O estado da educação em Portugal: alunos sem professores e sem psicólogos, docentes sem progressão na carreira e cursos com poucos candidatos

Agência Lusa , AM
26 jan 2023, 07:36
Crianças na escola

Relatório publicado esta quinta-feira analisou os dados da Direção-Geral da Administração Escolar sobre fatores variados como os recursos humanos das escolas

Mais de 26 mil alunos estiveram sem aulas no ano letivo passado por falta de professores, revela o relatório “Estado da Educação”, que alerta que os salários impedem os docentes de aceitarem vagas onde as rendas são elevadas.

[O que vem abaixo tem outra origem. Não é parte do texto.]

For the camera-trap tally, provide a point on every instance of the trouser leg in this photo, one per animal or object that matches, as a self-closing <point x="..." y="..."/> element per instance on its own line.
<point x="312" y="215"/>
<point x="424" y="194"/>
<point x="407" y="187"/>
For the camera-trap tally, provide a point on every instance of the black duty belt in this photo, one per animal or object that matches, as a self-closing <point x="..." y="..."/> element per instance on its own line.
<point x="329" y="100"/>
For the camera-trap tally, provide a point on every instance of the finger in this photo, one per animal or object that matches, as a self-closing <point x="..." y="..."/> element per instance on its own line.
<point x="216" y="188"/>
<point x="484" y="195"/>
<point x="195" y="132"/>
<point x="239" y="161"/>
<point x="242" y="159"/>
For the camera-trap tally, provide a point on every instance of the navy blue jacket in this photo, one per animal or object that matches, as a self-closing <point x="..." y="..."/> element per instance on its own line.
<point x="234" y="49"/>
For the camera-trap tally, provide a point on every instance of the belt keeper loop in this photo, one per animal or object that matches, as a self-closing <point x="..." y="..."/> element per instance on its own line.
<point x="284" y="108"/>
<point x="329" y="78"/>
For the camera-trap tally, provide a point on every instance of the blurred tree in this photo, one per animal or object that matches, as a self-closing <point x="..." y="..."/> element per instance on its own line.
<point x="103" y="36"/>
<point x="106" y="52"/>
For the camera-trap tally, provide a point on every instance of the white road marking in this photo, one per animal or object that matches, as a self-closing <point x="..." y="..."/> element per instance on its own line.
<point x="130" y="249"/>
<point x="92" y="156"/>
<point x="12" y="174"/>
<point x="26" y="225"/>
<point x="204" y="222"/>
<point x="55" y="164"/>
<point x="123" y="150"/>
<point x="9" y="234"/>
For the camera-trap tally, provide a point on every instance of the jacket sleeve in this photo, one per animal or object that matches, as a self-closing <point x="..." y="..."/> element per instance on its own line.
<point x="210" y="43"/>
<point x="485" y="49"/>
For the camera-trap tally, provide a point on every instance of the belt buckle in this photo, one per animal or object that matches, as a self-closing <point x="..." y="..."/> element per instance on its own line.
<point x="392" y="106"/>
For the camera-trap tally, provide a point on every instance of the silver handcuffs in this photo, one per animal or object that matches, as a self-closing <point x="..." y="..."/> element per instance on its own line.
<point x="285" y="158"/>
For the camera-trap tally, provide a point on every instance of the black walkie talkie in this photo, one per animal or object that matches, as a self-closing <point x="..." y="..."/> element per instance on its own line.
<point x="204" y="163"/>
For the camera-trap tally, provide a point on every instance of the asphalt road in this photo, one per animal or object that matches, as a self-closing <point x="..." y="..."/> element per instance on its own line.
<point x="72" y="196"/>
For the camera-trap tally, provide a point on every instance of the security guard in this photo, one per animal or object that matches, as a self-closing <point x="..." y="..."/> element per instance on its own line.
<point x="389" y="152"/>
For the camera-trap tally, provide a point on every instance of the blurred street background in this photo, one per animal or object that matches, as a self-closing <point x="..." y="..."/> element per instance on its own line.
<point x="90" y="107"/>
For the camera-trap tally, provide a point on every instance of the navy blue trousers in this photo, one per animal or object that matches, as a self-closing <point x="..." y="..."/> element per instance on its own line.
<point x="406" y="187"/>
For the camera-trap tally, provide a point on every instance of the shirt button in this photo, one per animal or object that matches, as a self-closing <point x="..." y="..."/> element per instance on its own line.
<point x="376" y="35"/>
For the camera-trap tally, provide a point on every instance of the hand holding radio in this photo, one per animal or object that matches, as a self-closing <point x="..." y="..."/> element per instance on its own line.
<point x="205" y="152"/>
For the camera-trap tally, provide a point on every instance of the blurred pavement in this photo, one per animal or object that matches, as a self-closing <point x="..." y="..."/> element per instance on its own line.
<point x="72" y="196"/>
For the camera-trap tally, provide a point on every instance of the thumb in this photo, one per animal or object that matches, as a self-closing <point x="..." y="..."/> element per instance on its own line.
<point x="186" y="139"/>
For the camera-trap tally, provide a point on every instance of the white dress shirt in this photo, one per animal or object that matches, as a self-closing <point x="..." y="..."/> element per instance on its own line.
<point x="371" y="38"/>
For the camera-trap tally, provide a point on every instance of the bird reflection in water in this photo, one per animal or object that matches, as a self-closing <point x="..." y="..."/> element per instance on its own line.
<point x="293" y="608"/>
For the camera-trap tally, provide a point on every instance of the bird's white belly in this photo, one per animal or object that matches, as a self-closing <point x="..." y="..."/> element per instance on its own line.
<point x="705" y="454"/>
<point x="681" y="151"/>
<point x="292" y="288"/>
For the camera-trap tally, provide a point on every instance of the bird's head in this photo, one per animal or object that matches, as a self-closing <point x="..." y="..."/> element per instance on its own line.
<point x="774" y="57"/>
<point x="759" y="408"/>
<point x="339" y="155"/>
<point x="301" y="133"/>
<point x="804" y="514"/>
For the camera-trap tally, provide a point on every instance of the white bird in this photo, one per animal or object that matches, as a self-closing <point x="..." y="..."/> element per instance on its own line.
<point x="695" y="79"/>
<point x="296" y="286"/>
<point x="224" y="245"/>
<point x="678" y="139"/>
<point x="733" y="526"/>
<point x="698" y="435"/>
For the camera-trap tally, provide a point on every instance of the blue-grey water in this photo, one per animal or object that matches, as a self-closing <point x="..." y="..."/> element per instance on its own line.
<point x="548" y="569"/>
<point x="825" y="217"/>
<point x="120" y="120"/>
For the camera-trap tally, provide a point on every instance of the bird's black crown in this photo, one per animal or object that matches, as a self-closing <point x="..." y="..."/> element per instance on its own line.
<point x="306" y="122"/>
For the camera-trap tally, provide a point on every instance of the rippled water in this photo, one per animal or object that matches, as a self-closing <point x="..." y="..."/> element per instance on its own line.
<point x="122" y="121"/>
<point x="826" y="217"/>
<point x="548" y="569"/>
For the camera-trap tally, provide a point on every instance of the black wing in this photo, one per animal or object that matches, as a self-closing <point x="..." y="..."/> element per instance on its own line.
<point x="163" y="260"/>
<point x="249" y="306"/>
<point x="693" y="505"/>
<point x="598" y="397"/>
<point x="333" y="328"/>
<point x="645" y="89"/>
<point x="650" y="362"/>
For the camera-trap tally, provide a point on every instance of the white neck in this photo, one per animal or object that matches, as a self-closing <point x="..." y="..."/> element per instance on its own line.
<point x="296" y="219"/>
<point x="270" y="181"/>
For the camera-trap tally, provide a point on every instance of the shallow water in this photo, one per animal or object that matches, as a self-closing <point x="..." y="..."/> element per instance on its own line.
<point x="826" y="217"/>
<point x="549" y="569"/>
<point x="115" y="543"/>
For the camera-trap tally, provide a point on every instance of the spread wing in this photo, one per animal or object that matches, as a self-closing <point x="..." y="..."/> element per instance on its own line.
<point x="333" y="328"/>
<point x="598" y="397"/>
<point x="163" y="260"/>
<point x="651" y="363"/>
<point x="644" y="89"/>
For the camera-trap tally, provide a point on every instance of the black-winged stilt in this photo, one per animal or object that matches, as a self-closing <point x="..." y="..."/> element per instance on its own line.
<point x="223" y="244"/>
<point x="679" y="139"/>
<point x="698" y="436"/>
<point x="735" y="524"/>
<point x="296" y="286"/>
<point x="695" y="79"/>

O Conselho Nacional de Educação (CNE) analisou os dados da Direção-Geral da Administração Escolar (DGAE) e concluiu que, dos cerca de um milhão de alunos no ensino público, “foram afetados 26.742 alunos ao longo do ano letivo de 2021/2022” por falta de docentes em escolas de norte a sul do país.

“O número de horas sem professor variou ao longo do ano, sendo que foi no mês de maio que as escolas reportaram o maior número de horas a concurso e de alunos afetados”, refere o relatório “Estado da Educação 2021”, divulgado esta quinta-feira.

As situações mais complicadas registaram-se com alunos das escolas da Área Metropolitana de Lisboa, seguida da região do Algarve e da Área Metropolitana do Porto.

Segundo o CNE, a falta de professores a Português deixou 2.453 alunos em aulas, assim como houve 2.166 estudantes sem Informática, 1.901 sem Geografia e outros 1.867 sem Inglês.

Mas também foram afetadas mais de mil crianças (1.321) do 1.º ciclo, assim como outras 1.010 com necessidades educativas especiais que, no ano passado, ficaram sem aulas de “Educação Especial”.

A lista das disciplinas e alunos afetados é extensa e inclui aulas de Música ou de Língua Gestual que ficaram por dar.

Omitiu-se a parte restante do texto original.